Je referme cette parenthèse aussi interminable qu’alambiquée mais il me semble qu’il en va un peu de même, dans de larges fractions de notre peuple, par rapport à l’arrivée de l’extrême droite au pouvoir. On a, hélas, bien des raisons pour penser que l’extrême droite va arriver au pouvoir dans notre pays – sondages, dynamiques électorales et médiatiques, inévitables échos dans l’expérience personnelle vu l’ampleur du phénomène (qui, aujourd’hui, ne connaît personne de près ou de loin qui vote, va voter, est tenté par le vote RN ?), place de l’extrême droite dans des pays limitrophes – mais ça fait si longtemps qu’on l’annonce sans que ça advienne, ça fait si longtemps que l’épouvantail est brandi pour faire voter pour n’importe qui que la corde est comme usée. Autrement dit, la peur a toutes les raisons de grandir en même temps qu’elle est de plus en plus émoussée. Tentez avec moi le même saut dans le politique : ne retrouve-t-on pas la même tendance schizophrénique ? Premièrement, l’extrême droite est aux portes du pouvoir et lui barrer la route est la question numéro un. Deuxièmement, en même temps, on a eu si peur de ça et ça n’est toujours pas arrivé, de sorte qu’on finit par douter de la réalité de cette issue, ce qui fait chuter d’un coup le caractère stratégique et prioritaire de la question. Compliquons un peu les choses et tendons l’oreille : l’extrême droite est au pouvoir, d’une manière ou d’une autre, en Italie, en Hongrie… y a-t-on basculé dans un régime de type nazi ? Autrement dit, grandit aussi cette question dans une partie de notre peuple : l’extrême droite, est-ce si dangereux qu’on l’a dit ? (Un peu comme le réchauffement climatique, par nouvelle parenthèse.)

« Ça fait des années que ça monte et on y a échappé de peu la dernière fois, ça ne pourra pas durer éternellement, l’extrême droite va gagner… Vous le disant, les mines prennent des airs qui vont de l’incrédulité à la pointe d’excitation mal avouée en passant par la résignation tragique.

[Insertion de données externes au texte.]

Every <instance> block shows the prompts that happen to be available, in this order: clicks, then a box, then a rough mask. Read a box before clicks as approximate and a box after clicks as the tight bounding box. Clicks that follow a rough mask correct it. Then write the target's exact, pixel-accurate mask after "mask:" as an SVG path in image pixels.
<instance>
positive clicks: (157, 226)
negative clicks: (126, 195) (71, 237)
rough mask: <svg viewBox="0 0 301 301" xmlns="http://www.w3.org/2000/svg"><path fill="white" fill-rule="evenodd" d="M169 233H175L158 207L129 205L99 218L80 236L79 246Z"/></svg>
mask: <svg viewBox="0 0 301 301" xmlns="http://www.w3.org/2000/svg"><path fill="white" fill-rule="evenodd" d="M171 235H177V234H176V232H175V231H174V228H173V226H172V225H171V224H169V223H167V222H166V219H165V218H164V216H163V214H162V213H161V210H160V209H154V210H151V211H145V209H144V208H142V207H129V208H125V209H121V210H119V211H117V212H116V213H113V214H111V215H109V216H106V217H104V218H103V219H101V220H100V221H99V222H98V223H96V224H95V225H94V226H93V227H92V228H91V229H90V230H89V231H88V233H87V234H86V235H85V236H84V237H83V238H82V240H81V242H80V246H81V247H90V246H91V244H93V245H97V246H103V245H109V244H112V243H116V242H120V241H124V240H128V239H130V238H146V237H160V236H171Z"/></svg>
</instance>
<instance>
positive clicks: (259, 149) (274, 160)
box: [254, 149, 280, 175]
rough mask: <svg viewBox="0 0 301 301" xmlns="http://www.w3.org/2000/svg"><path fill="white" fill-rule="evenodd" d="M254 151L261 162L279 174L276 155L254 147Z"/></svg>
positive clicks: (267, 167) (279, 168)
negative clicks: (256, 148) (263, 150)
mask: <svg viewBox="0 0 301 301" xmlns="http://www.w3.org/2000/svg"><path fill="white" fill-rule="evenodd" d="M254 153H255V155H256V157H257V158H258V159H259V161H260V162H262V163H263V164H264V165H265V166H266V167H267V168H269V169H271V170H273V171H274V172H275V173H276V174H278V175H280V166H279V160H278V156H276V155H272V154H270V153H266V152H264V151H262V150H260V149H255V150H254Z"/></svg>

N’entrons pas, à cette étape, dans l’évaluation du bien-fondé de cette idée de plus en plus dominante (« l’extrême droite va l’emporter très prochainement en France ») mais mesurons qu’elle est porteuse d’effets politiques puissants dès lors qu’on y croit sérieusement. Je n’en prends que deux, guère réjouissants : Premièrement, je suis très mécontent de la politique menée par le pouvoir actuel, vers où porter mon soutien pour que ça change ? La réponse risque fort d’être le RN comme force perçue comme une opposition, et une opposition la plus à même de l’emporter. Deuxièmement, je veux absolument empêcher le RN d’arriver au pouvoir et suis persuadé qu’il est sur le point d’y accéder. Pour des millions de Françaises et de Français, la réponse peut consister à voter pour n’importe quel candidat non RN pourvu qu’il soit perçu comme en mesure d’empêcher un ou une Le Pen d’accéder à l’Élysée.
Bref, l’extrême droite, dans la France de 2023, n’est décidément pas une question comme une autre. Mieux la comprendre et la peser ; mieux mesurer son écho et les raisons de celui-ci ; réfléchir aux moyens d’un reflux, voilà autant de réflexions qui s’imposent. Avec humilité et une certaine liberté exploratoire, les prochains éditos de Cause commune s’y risqueront. Après ces quelques mots comme des orteils à peine posés dans la mer, il faudra bien poursuivre et tenter d’avancer davantage.
À suivre…

Guillaume Roubaud-Quashie, directeur de Cause commune.